病院で、ヒフ検査(真菌、カイセン)を行ったところ、陰性でした。

きっかけはわからないとのことで、すっかりクセになってしまっている行動をなんとか改善できたらいいなと思っています。
これまでは・・・
・止まり木のハシの部分
・ミネラルブロックの角
・洗濯バサミ
に、頬をこすりつけていたそうです。

個別相談室での行動を観察してみると・・・
①紙を齧ったりするのが好きな様子
  ↓  ↓
②約1分間隔で、足を使って頬を掻く
という行動を繰り返していました。

常同行動になっていることと、掻くことで落ち着くということにもつながっているのかもしれませんが、約1分間隔で頬を足でカキカキッとしていたら、皮膚に刺激を与え過ぎになるのは当然のことだなと感じました。
しかしながら、やはり現状「かゆい」ということもあるので、「掻かないように」とやってしまうと、かえってフラストレーションが溜まってしまい、新たな問題行動に発展しかねません。

ご提案させていただいたのは・・・
・「かゆい!」という欲求を満たしてあげる(改善してあげる)ために、ケージ内の止まり木のハシ部分に、自着性テープを巻いて、頬の掻いた部分が傷にならないようにする。
・おもちゃで遊んでいる時は、足で頬をカキカキッとする間隔が、3~5分間隔に伸びたので、今まで頬に向かっていた関心事をおもちゃなどの遊びに分散できるようにする。
・自分で、足の爪で頻繁にカキカキッとやってしまうと、足の爪の先は尖っているので、皮膚への刺激が大きくなってしまいます。なので、掻いてほしい時は、飼い主さんに頼んでもらうようにアプローチをしてみる。
以上3つを取り組んでいただくことにしました。

上記に加えて、「かゆい」ことから関心事を他に向けるために、エサ入れを複数個ケージに設置していただき、食餌に時間をかけることもご提案しました。

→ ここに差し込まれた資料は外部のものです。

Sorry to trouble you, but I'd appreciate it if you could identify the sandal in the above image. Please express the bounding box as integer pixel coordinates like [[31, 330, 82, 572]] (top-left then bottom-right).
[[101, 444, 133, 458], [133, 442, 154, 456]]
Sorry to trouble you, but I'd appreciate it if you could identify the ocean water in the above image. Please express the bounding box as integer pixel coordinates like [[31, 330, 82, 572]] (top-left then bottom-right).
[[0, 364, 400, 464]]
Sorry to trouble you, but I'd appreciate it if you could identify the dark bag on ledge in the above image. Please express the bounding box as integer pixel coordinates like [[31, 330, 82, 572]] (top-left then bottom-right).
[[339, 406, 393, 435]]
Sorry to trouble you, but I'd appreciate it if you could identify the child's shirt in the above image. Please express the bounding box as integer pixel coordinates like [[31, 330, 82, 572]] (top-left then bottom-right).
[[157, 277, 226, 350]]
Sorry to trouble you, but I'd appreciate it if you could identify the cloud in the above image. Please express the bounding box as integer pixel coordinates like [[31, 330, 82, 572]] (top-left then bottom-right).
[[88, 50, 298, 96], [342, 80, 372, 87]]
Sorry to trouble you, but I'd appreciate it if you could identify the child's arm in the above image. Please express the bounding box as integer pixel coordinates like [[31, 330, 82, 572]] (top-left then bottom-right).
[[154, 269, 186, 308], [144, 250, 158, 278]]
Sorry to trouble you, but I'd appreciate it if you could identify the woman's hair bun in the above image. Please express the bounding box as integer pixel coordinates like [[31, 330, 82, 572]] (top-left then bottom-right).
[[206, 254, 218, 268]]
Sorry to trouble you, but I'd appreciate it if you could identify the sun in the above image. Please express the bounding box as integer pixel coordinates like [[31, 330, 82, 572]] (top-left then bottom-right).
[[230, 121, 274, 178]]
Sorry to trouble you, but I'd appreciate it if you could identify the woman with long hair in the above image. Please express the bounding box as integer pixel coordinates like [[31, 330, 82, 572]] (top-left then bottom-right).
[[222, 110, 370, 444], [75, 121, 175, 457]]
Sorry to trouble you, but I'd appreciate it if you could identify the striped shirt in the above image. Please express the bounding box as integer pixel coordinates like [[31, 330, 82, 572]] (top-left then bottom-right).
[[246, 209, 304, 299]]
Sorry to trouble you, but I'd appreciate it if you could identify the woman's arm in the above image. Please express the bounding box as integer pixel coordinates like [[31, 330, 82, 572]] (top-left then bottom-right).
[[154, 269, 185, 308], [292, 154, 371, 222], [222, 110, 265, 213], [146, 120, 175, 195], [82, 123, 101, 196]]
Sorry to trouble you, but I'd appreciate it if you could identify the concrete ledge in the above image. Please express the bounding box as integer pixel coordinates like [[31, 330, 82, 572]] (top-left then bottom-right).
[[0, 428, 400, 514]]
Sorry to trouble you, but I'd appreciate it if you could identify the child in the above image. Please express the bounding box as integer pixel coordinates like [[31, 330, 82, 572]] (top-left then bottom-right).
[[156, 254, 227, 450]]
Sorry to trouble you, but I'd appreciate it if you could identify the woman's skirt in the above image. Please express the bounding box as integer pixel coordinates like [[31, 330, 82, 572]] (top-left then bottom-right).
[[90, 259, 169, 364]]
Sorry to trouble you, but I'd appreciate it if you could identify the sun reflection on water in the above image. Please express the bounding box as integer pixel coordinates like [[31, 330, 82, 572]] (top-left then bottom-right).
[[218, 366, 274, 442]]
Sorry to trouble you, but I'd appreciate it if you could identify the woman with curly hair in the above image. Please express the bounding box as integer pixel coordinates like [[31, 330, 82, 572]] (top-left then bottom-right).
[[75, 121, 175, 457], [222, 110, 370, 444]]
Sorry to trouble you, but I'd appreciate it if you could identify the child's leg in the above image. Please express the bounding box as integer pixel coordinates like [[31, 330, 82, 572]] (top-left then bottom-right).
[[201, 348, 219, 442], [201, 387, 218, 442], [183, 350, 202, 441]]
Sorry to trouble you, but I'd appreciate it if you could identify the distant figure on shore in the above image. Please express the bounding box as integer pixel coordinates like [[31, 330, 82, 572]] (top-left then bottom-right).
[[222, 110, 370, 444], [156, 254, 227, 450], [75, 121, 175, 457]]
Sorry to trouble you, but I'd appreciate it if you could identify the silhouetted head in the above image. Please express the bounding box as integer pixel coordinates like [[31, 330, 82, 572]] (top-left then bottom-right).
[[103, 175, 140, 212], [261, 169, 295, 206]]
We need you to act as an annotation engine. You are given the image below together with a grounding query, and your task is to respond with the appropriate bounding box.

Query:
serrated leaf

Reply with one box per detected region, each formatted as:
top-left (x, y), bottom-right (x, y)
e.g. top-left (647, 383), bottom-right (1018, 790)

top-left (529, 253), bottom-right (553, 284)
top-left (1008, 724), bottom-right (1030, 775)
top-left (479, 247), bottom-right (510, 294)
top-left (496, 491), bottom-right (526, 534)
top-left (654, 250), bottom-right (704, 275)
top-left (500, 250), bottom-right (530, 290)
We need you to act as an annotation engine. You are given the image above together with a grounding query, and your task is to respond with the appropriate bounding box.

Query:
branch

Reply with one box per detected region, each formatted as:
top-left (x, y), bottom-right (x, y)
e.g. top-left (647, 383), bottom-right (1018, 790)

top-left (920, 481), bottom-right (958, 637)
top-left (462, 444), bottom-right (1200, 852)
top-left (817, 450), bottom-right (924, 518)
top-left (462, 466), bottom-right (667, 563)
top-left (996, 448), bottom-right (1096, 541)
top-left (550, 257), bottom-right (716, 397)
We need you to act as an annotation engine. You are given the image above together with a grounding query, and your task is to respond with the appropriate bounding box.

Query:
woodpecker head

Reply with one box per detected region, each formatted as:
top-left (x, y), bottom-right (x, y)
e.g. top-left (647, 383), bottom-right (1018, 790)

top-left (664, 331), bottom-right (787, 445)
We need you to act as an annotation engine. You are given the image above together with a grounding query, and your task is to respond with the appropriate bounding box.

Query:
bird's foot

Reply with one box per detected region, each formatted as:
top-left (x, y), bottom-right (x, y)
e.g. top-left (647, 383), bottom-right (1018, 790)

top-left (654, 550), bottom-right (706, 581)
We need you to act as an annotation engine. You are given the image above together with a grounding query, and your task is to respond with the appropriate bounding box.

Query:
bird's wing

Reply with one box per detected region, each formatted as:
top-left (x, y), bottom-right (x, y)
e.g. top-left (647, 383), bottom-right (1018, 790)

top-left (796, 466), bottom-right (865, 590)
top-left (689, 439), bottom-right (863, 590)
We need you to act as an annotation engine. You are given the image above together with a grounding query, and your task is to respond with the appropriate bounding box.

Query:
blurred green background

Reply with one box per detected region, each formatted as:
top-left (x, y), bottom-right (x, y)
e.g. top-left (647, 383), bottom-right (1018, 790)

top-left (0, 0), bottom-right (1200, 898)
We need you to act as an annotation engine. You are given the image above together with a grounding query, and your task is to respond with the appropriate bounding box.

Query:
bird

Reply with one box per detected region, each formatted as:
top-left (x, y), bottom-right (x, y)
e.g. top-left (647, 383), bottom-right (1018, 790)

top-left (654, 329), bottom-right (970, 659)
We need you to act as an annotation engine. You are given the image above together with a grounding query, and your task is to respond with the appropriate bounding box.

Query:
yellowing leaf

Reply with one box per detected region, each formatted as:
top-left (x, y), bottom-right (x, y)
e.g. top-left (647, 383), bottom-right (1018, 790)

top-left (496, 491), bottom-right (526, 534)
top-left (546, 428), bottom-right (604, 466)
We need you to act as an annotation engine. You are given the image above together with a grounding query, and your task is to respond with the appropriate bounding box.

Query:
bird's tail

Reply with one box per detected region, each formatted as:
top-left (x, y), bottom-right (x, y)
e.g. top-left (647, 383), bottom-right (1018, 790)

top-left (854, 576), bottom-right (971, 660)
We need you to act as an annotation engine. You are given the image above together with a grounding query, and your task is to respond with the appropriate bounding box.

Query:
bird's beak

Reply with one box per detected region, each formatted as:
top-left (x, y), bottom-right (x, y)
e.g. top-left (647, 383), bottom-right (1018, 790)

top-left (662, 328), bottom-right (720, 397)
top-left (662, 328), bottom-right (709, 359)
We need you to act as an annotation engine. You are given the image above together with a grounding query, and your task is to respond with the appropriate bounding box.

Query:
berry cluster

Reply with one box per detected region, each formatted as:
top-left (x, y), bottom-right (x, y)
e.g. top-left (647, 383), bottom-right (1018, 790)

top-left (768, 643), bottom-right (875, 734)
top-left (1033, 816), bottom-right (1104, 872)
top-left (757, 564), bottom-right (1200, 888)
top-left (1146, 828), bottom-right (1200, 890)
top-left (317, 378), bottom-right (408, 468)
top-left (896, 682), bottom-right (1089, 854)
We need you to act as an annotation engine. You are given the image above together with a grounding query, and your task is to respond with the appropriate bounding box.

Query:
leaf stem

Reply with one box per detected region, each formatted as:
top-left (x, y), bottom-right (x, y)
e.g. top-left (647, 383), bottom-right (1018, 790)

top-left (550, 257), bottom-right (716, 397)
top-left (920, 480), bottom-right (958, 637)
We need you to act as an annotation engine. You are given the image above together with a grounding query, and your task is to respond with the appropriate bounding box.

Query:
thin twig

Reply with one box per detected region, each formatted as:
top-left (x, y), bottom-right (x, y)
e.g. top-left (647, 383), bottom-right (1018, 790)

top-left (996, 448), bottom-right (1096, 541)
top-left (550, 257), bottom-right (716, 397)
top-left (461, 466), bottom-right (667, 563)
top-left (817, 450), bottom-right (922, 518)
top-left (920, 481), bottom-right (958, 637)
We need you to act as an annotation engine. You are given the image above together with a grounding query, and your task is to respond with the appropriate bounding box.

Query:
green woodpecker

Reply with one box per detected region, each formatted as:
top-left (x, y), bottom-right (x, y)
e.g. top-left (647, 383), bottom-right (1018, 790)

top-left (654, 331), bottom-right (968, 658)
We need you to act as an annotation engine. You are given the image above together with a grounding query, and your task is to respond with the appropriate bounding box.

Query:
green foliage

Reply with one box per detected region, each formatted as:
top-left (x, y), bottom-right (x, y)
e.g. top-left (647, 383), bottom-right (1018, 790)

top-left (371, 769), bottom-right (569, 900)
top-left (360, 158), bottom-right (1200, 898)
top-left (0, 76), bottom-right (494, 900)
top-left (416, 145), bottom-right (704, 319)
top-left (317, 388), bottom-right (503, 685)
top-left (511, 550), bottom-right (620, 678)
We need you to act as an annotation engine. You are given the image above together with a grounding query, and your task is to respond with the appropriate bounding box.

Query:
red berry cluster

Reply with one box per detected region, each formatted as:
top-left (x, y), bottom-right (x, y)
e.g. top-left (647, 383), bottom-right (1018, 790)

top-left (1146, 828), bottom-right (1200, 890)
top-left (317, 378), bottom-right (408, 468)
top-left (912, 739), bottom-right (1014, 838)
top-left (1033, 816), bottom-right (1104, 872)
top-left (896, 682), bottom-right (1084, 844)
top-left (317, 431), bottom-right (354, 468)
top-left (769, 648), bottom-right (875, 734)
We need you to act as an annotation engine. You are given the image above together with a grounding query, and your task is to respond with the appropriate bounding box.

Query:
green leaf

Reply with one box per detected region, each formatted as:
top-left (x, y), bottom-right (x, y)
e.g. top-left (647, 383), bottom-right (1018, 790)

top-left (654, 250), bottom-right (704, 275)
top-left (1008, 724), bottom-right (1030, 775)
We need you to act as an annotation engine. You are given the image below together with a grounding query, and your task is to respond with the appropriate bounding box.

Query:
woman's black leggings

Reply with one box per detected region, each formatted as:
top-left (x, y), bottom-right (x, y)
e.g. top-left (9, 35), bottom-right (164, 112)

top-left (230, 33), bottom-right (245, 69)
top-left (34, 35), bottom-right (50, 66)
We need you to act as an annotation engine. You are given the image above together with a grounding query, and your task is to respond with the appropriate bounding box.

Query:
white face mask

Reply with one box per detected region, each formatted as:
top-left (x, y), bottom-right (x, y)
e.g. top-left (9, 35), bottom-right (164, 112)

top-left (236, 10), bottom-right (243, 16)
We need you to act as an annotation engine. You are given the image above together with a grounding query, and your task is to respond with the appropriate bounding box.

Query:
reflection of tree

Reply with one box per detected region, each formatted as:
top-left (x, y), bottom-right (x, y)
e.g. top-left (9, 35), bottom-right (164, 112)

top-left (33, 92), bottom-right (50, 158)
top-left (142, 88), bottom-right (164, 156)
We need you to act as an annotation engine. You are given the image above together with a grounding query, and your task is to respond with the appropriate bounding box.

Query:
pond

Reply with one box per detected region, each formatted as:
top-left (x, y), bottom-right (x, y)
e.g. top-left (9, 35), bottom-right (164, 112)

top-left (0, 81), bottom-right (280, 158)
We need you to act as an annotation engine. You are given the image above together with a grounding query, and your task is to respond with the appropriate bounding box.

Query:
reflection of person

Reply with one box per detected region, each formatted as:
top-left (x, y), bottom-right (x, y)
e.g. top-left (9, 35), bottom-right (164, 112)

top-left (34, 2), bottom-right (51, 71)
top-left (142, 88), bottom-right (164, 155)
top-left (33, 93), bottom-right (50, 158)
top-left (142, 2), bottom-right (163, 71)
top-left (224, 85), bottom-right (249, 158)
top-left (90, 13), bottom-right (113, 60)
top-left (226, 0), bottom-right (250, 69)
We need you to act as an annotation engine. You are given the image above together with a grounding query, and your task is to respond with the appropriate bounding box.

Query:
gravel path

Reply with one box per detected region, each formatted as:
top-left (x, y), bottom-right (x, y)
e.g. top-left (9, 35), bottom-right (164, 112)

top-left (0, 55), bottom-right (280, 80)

一種の自己刺激行動になっているようですが、おもちゃ遊びなどのレパートリーを増やすことによって、少しでも常同行動を崩していけたらいいなと思っています。

シンバちゃん20160412-2

ボタンインコさんは、本当にかわいらしいコで、トレーナーがヒアリングをしている最中、紙をずっと齧られてしまいました。。。でも、こういう遊び(行動)を活かしてあげて、ボタンインコさんのQOL(生活/鳥生の質)を上げていけたらいいなと思っています。
次回は、6月を予定しています。
少しでも、「ほっぺがかゆい!」ことから関心事がそらせていることを願っています。